Ever since its inception, Supertubes has been about asking the question, “What if?” What if we built Kafka on the solid foundation of Istio and leveraged it and the Envoy proxy’s powerful networking capabilities to combine the two into something even more powerful? Today, along with releasing ksqlDB support for Supertubes, we’re engaging in even more speculation about what Istio and Kafka can do, together, to improve our lives.
Over the years, Kafka has grown itself into a whole platform with an entire ecosystem built around it, consisting of components like Kafka Connect, Kafka Schema Registry, and Mirror Maker 2. KsqlDB was one of the last things in the ecosystem to be supported by Supertubes, that is until today.
Of course, as always, we wanted to add the secret Banzai Cloud sauce to the recipe, and elevate it to the next level. In this case, that meant making it more secure with Istio, and taking some of the more tedious parts of ksqlDB management off our customer’s shoulders.
So what’s in the box? π︎
In Supertubes, we made ACL’s first-class citizens of Kubernetes. That should make a lot of sense, since we like to blur the line between Kafka, Istio and Kubernetes, making them into one big ecosystem that works together instead of against each other, and, more importantly, instead of against us. We tend to save a lot of frustration, time and money as part of this process.
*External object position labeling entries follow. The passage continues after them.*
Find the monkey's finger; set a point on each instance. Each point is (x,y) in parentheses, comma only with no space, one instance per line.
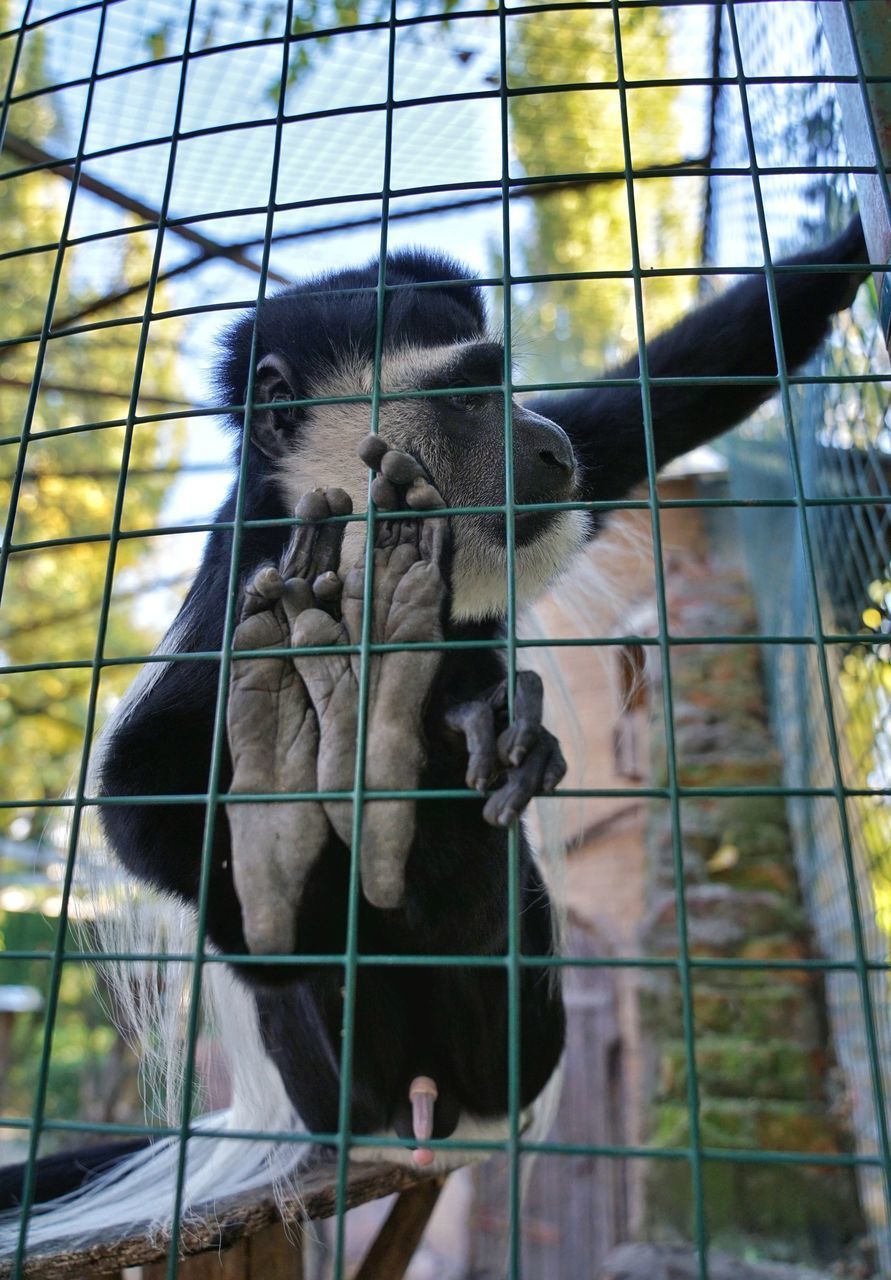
(261,590)
(329,538)
(476,722)
(298,557)
(371,451)
(519,737)
(421,496)
(339,502)
(297,597)
(524,782)
(434,539)
(384,493)
(327,592)
(400,467)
It also helps to integrate Kafka more and more with our pre-existing, everyday Kubernetes tools like kubectl. Furthermore, with the help of our operators, we can deploy them declaratively from a CI/CD pipeline, and automate their handling in a dynamic way - which I’m sure most of you won’t miss doing, in the slightest.
Assuming that you already have a Kubernetes cluster with the latest Supertubes installed on it, and have a working ksqlDB installation, all you have to do is deploy a KsqlDB
custom resource to the cluster.
Fortunately, Supertubes CLI - which, in this case, provides some validation - makes this easy to do.
supertubes cluster ksqldb create -f <path-to-ksqldb-cr-file> -n my-namespace
or just apply the custom resource file with a plain kubectl apply
.
Here’s a simple example that will create a pre-configured ksqlDB cluster in interactive mode, that references pre-existing Schema Registry and Kafka Connect custom resources.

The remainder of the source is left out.